Nas últimas décadas, a conversa, o confronto, o debate, a mesa
redonda tornaram-se também um mero exercício de entretenimento, uma
forma de espetáculo da palavra (talk show). Novas habilidades
brotaram daí: há profissionais do confronto, especialistas da
comunicação e também exibicionistas do debate: que vigiam para que não
se perturbe o pensamento único.
Todos agora, mais ou menos confessadamente, somos assaltados
frequentemente por dúvidas que esses jogos de palavra devem compensar o
fato de que falamos de nada. A pulsão irresponsável à externação é o
contrário da partilha da intimidade. As palavras em liberdade tomam um
caminho completamente diferente da liberdade de expressão.
Em muitos casos, a fronteira da parrésia com a fofoca
inconclusiva ou com a demagogia camuflada (coisas que, além disso, os
antigos conheciam muito bem) parece até ter se tornado mais sutil. O
fútil espetáculo do diálogo substitui muito facilmente o autêntico
intercâmbio de pensamento, a ponto de nos fazer temer pela integridade
da espécie. O espetáculo do diálogo nos tranquiliza, certamente: é
sempre melhor do que a guerra (mas ele a está afastando?).
A cena midiática da interação total (chats, blogs, redes sociais) é
um rio cheio de pulsões destrutivas e de obscenidades virais. Nomear
tudo isso como enriquecimento do diálogo (e até mesmo como liberdade de
pensamento) nos deixa literalmente sem palavras. O diálogo, aqui, deve
ser posto a salvo. E as crianças devem ser alertadas.
O baixo perfil de muitas práticas de diálogo oferecem hoje mais do
que um pretexto para aqueles que não acreditam naquela forma essencial
de acesso à verdade que é importante para nós, que se descerra apenas na
experiência do falar e do ouvir com seriedade e simpatia, lealdade e
respeito, entre seres humanos. Experiência ainda mais essencial e
responsabilidade compartilhada quanto mais nos aproximamos às perguntas
sobre a justiça das coisas em que se ganha ou se perde a alma.
Releio hoje, na sua inspirada sobriedade e concretude, a lição da Ecclesiam suam sobre
o diálogo que deve marcar o estilo da Igreja – no seu interior, com as
outras religiões e até com o mundo secularizado da nossa época – e
descubro que se pode recompreender aí a necessidade, o rigor, a
qualidade evangélica e o trato civil, até.
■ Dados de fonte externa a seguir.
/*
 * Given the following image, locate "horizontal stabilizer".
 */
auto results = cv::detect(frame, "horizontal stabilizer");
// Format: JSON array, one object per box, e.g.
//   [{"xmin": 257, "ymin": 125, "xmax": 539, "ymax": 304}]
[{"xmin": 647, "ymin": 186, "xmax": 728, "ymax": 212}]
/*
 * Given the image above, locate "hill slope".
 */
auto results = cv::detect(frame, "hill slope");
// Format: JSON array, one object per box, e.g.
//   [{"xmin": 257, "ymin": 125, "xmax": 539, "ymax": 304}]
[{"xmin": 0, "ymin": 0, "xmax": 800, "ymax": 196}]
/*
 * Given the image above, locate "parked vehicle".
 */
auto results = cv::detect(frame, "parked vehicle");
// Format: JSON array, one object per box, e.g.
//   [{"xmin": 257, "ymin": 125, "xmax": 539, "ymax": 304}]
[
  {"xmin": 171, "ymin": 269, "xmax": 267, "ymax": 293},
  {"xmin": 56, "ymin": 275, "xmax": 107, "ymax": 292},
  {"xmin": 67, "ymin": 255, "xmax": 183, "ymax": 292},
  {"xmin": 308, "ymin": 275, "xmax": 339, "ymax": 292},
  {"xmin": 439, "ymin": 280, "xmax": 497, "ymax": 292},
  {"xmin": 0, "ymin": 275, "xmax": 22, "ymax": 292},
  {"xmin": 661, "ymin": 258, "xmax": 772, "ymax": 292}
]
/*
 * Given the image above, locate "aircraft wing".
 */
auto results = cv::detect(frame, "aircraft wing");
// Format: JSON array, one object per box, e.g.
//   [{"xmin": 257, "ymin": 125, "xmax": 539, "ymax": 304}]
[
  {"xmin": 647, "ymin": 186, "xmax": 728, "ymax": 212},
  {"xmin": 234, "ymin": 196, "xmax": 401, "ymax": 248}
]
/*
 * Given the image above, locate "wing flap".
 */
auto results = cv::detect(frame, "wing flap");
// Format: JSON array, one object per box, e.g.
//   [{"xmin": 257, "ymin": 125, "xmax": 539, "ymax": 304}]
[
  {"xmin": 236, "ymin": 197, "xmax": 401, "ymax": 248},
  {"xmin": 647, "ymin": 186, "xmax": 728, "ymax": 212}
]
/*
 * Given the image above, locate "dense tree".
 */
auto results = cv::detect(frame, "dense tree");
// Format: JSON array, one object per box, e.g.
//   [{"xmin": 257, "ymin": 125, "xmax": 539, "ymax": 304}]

Seria imperdoável (mas acontece) confundir a abertura sapiencial
dessa grande encíclica com o espírito de muita fofoca religiosa corrente
(tão politicamente correta e, ao mesmo tempo, tão intelectualmente
embaraçosa).
Não há relação entre o diálogo de que se fala naquele texto e as
práticas dessa fofoca. Portanto, não há sequer qualquer motivo para
duvidar da qualidade daquele ensino, que prescreve, ao cristianismo, em
primeiro lugar, o estilo do diálogo: pela fundamental razão de que esse é
o estilo de Deus, que pudemos ouvir e tocar com as mãos em Jesus, e que
o dom do Espírito leva a profundidades inacessíveis para os humanos: "É
preciso que tenhamos sempre presente esta inefável e realíssima relação
de diálogo, que Deus Pai nos propõe e estabelece conosco por meio de
Cristo no Espírito Santo, para entendermos a relação que nós, isto é a
Igreja, devemos procurar restabelecer e promover com a humanidade" (n.
42).
Leio, no mesmo texto, uma das formulações mais bonitas dessa
característica constitutiva do ser-Igreja, dentre todas as que
apareceram nesses 50 anos: "A Igreja deve entrar em diálogo com o mundo
em que vive. A Igreja faz-se palavra, faz-se mensagem, faz-se colóquio"
(n. 38). O próprio ser humano, desde que foi criado, homem e mulher, é
colóquio.
Leio também uma sabedoria apaixonada e desarmada, livre de todo
compromisso relativista, como de toda ingenuidade fundamentalista. O
testemunho da fé não passa pelo caminho do diálogo para contornar a
missão atribuída pelo evangelho de Jesus ou para tergiversar sobre a
verdade de Deus. Nem se resigna a contradizer a urgência da boa notícia
que porta, escolhendo o caminho da condenação apriorística ou
persistindo na vaidade da conversa inútil.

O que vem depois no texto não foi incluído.